Here is management’s commentary on the dividend from the release:
The Company’s Board of Directors today declared a 7% increase in the regular quarterly dividend from $0.1775 to $0.19 per share, equivalent to an annual dividend of $0.76 per share. This raises the dividend payout from $183 million to approximately $195 million to maintain a 40% targeted payout ratio. The quarterly dividend will be payable March 1, 2017 to stockholders of record at the close of business on February 21, 2017. This is the 21st consecutive year in which the Company has increased the dividend. The Company has paid a regular consecutive quarterly dividend for 116 years.
Mr. Farrell commented, “This action reflects the Company’s desire for stockholders to benefit from our continued strong growth and is an indication of our confidence in the Company’s performance. The Company expects to generate over $1.8 billion in free cash flow over the next three years. Our robust cash flow enables us to deliver higher value directly to our stockholders while maintaining significant financial flexibility.”

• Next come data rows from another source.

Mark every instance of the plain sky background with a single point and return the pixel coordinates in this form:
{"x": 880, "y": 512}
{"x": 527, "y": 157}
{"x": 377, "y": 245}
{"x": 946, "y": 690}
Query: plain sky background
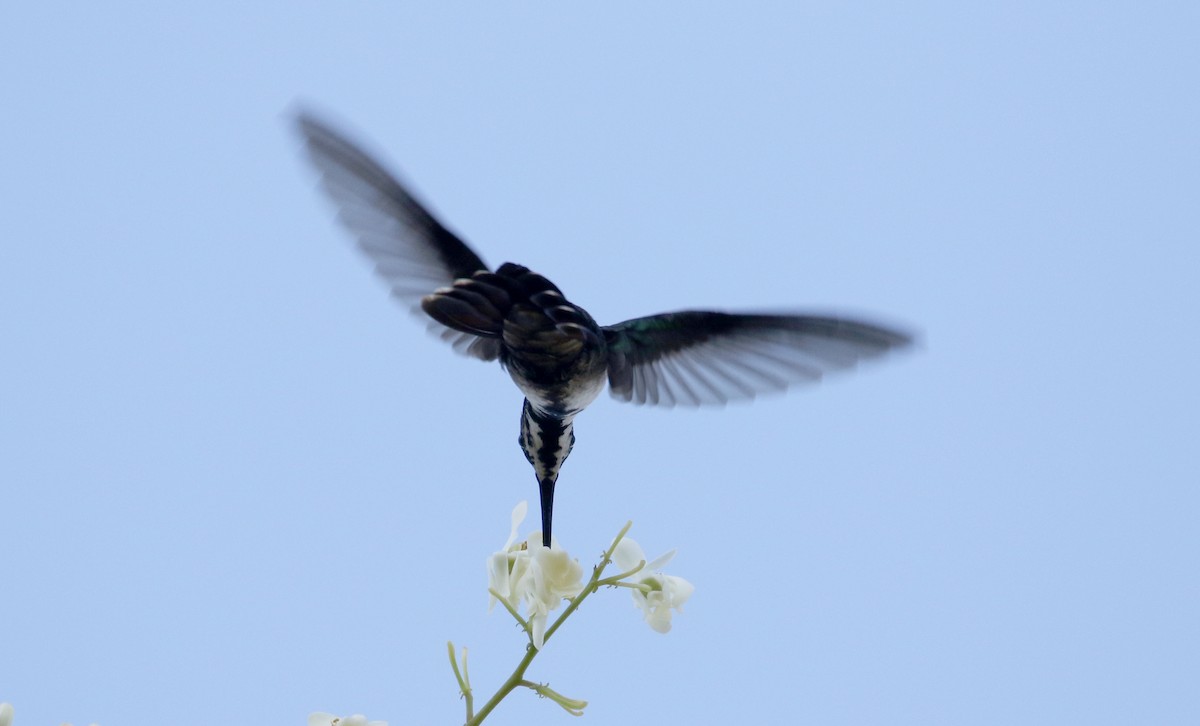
{"x": 239, "y": 485}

This 7% increase was in line with my expectations, and Mr. Farrell’s comments echo my own when I made the prediction. Companies like Church & Dwight are great to have in a dividend growth portfolio because they are straightforward in their guidance, and they have the long track record of backing that guidance up.
When a company says it will raise the dividend along with earnings, and provides a solid target for the payout ratio, it becomes fairly easy to predict what the increases will be on a year to year basis. Couple that with a steady grower like Church & Dwight, which hasn’t had a year of EPS growth under 7% in the last 15 years, and you have the formula for an excellent long-term hold for your portfolio.
I will point out that Church & Dwight is expensive on a historical basis, so despite its performance it isn’t something I would buy more of at current prices. Nonetheless, I sleep quite well with it in my portfolio, and enjoy watching its steady climb higher.
Next up is Gilead Sciences Inc., which announced earnings after the close, and also announced a 10.6% boost to its dividend. This increase was on the low end of my prediction range:
My thinking is the company will at a minimum produce 10% growth to $0.52 per share, but I’m optimistic that we will see at least $0.55, which would be a 17% increase. Even at that rate, the payout ratio is just 20%, well below its peers. If management really wanted to make a splash it could do something like a 40% boost to $0.66, which would be a 24.6% payout ratio and would provide an attractive 3.6% yield on forward basis. Decreasing sales and questions about growth has caused share prices to stagnate, maybe a move like that would be something the market would notice and bring new buyers to the table.
Taking into account the company’s weak guidance for earnings and revenues in 2017, the smaller increase isn’t much of a surprise. Gilead has a growth problem right now, and management stated in its Q4 216 Conference Call that it plans to scale back repurchases and direct its efforts on an acquisition to boost its pipeline.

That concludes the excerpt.